Asset allocation is known as the cornerstone for successful wealth creation. However, several investors find it challenging to get their asset allocation right. This is where asset allocation schemes come in handy. Offered by mutual fund houses, there is a category known as multi-asset allocation scheme, which provides access to various asset classes within a single fund.
As per the SEBI definition, multi-asset allocation funds are required to invest at least 10% each in a minimum of three asset classes. As a result, most of the funds offer investors exposure to a mix of asset classes such as equity, debt, and commodities. Some of the fund houses also offer overseas securities, REITs, InvITs as a part of the fund.
Thanks to the exposure to varied asset classes within a single offering, this category has been gaining traction among Indian investors since the start of this financial year. Overall, the category has attracted inflows to the tune of Rs 17,405 crore so far this year. Consequently, the AUM of the category also swelled 76 per cent to Rs 45,092 crore at the end of October 2023 from Rs 25,537 crore at the end of January this year.
Why Consider this Fund?
1) Diversification: The fund provides investors with a diversified portfolio. Fund managers have the flexibility to change allocation to various asset classes as per the changing market conditions. For example: If the equity market is volatile or in a bearish mode, then fund managers can allocate more to debt, gold, or other instruments to provide downside protection to the portfolio. On the other hand, if the market is amidst a bull run, the fund manager can consider allocating to equities. As a result, it becomes a win-win situation for investors in all market circumstances.
2) Aids in Minimising Portfolio Volatility: This investment strategy aims to provide investors with exposure to several market opportunities while mitigating the impact of volatility on any single asset. By investing in multi-asset funds, investors can spread risks and boost returns.
3) Portfolio Rebalancing: Given that the fund managers have a sound understanding of market movements, they rebalance the portfolio as and when required, a task which is otherwise very challenging for a lay investor.
4) Taxation: These offerings are taxed akin to equity funds. If the investment is held for less than a year, any gains will be taxed at the short-term capital gains rate (15 per cent). If held for more than a year, the gains will be taxed at the long-term capital gains rate (10 per cent) on gains in excess of Rs 1 lakh per annum.
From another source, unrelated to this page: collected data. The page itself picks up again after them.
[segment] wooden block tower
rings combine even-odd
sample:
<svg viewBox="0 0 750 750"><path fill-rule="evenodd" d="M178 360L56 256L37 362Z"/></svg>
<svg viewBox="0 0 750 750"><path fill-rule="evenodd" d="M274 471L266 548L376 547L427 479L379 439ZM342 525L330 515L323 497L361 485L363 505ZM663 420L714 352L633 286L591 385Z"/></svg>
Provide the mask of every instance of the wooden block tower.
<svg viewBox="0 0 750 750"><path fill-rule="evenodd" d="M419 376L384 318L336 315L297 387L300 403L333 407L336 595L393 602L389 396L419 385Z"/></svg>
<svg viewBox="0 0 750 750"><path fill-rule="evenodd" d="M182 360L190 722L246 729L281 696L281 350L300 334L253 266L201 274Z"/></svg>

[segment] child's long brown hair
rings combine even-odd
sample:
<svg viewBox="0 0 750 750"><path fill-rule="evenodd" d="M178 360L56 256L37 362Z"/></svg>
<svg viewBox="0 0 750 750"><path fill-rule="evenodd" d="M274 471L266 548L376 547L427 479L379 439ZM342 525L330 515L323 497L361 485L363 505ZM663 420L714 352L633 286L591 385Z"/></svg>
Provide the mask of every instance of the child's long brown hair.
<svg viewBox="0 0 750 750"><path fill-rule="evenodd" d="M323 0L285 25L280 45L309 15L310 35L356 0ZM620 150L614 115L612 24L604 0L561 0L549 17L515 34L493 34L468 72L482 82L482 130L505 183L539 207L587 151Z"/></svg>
According to data from Value Research, there are 31 funds available in the category offered by different asset management companies (AMCs). In the last one-year period, the category returns were in the range of 6 percent to 24 percent. Given the nature of the fund, investors looking for relative stability in returns can consider investing in the fund with an investment horizon of at least three to five years.
How to Select a Fund in this Category?
Since there are over two dozen funds to choose from, investors should watch out for the long term track record of the fund. Most often investors make the mistake of looking at the past one-year return to decide on the fund selection, which is an erroneous approach. Investors should especially check how the fund has reacted to bull as well as bear phases of the market. This will help provide an idea of the agility of the fund manager in terms of changing the allocation to various asset classes.
Another aspect to know is if the fund house is known for its hybrid fund management capabilities. Since various asset class experts come together to decide on the allocation, if a fund house is reputed for its hybrid fund management, then one can be rest assured. Finally, try and understand the process followed by the fund of your choice and check if it inspires confidence.
One of the largest and the oldest in the category is the ICICI Prudential Multi-Asset Fund, with a 21-year track record. In terms of SIP performance, the fund has delivered a CAGR of 17.4 per cent i.e. a total investment of Rs 25.3 lakh would have grown to Rs 2.1 crore.